The beleagured yen was as flat as the dollar and the euro, but remained within striking distance of year-to-date lows against the greenback after astoundingly poor economic data released on Monday.
Analysts said markets would be particularly interested in the Fed statement accompanying the rate decision for clues as to how soon the U.S. economy is expected to emerge from recession and, with that in mind, what kind of bias the Fed would be keeping for monetary policy.
"The main story for today in the foreign exchange markets will be the Fed meeting. There's not a great deal of uncertainty about the outcome -- 25 basis points is expected. Perhaps more important will be whether the Fed keeps an easing bias," said Audrey Childe-Freeman, economist at CIBC World Markets.
The dollar was trading at around $0.8915 to the euro at 0840 GMT, with the yen hovering around 125.95 to the dollar . Neither currency pair was much changed from the previous New York close.

FED EXPECTED TO CUT BY QUARTER POINT
Most analysts and traders questioned by expect a U.S. interest rate cut of 25 basis points when the Fed announcement comes at 1915 GMT.
Such sentiments were echoed in a survey of U.S. bond dealers on Monday.
The Bond Market Association's Economic Advisory Committee also forecast the U.S. economy would contract through the first quarter of 2002 before growing again by the second quarter.
The committee forecast a "modest" return to growth in Gross Domestic Product in the second quarter, which would accelerate to between 3.5 percent and four percent in the second half of the year.
"I think the Fed decision is not really in great doubt. It's got to be 25 basis points and there is only a slight risk of 50. I think the foreign currency markets will be more interested in what the Fed says than what it does," said one trader.
In early data, France's November consumer price index was down 0.3 percent month on month on an EU-harmonised basis but rose by an annualised 1.3 percent. Dollar/euro was unmoved by the news.

JAPAN LIKELY TO REMAIN BIG STORY
Analysts said that when the dust had settled after the Fed meeting, the state of the Japanese economy and the yen were likely to move back into focus.
On Monday, government October data showed that private-sector machinery orders, a key gauge of capital spending, fell to their lowest level for 14 years.
Those figures followed hard on the heels of gross domestic product data that showed the Japanese economy slipping into recession.
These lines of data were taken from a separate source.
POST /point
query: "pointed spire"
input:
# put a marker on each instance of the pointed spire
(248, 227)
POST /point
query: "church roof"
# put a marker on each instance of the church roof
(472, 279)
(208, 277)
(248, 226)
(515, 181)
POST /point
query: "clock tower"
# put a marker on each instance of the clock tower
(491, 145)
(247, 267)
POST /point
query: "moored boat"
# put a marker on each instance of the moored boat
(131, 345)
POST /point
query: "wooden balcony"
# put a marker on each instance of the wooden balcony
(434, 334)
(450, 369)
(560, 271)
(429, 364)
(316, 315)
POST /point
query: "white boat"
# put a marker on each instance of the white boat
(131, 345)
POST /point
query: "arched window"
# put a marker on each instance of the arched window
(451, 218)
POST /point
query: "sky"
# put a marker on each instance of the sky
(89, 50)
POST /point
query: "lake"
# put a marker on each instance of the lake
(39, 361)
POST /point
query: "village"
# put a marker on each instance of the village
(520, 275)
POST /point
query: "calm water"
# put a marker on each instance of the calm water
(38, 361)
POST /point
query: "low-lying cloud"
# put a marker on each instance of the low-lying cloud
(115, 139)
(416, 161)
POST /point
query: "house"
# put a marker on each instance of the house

"Worries over Japan's financial system are also behind the yen's weakening," said Kazunari Kobayashi, managing director at State Street in Tokyo.
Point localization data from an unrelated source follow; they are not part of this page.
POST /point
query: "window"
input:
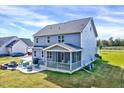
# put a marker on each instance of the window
(48, 39)
(61, 38)
(42, 53)
(49, 55)
(36, 40)
(90, 28)
(34, 53)
(76, 56)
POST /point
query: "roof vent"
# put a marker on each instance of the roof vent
(82, 24)
(50, 27)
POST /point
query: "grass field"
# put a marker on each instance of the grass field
(103, 75)
(114, 58)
With the Bank of Japan's (BOJ) Tankan survey due out overnight, markets were bracing for yet another round of unsettling news.
"At the start of the week the main story was the weaker yen and I think it will be the main story at the end of the week," said Childe-Freeman adding that there was some trepidation as to what the Tankan survey would reveal.
With extremely bearish economic sentiment weighing heavily on the yen, the much talked about issue of foreign bond buying resurfaced again.
BOJ board member Nobuyuki Nakahara said on Tuesday that the Bank of Japan should buy foreign bonds -- a policy that has been widely touted as a possible way of weakening the yen and giving the economy a filip via cheaper exports.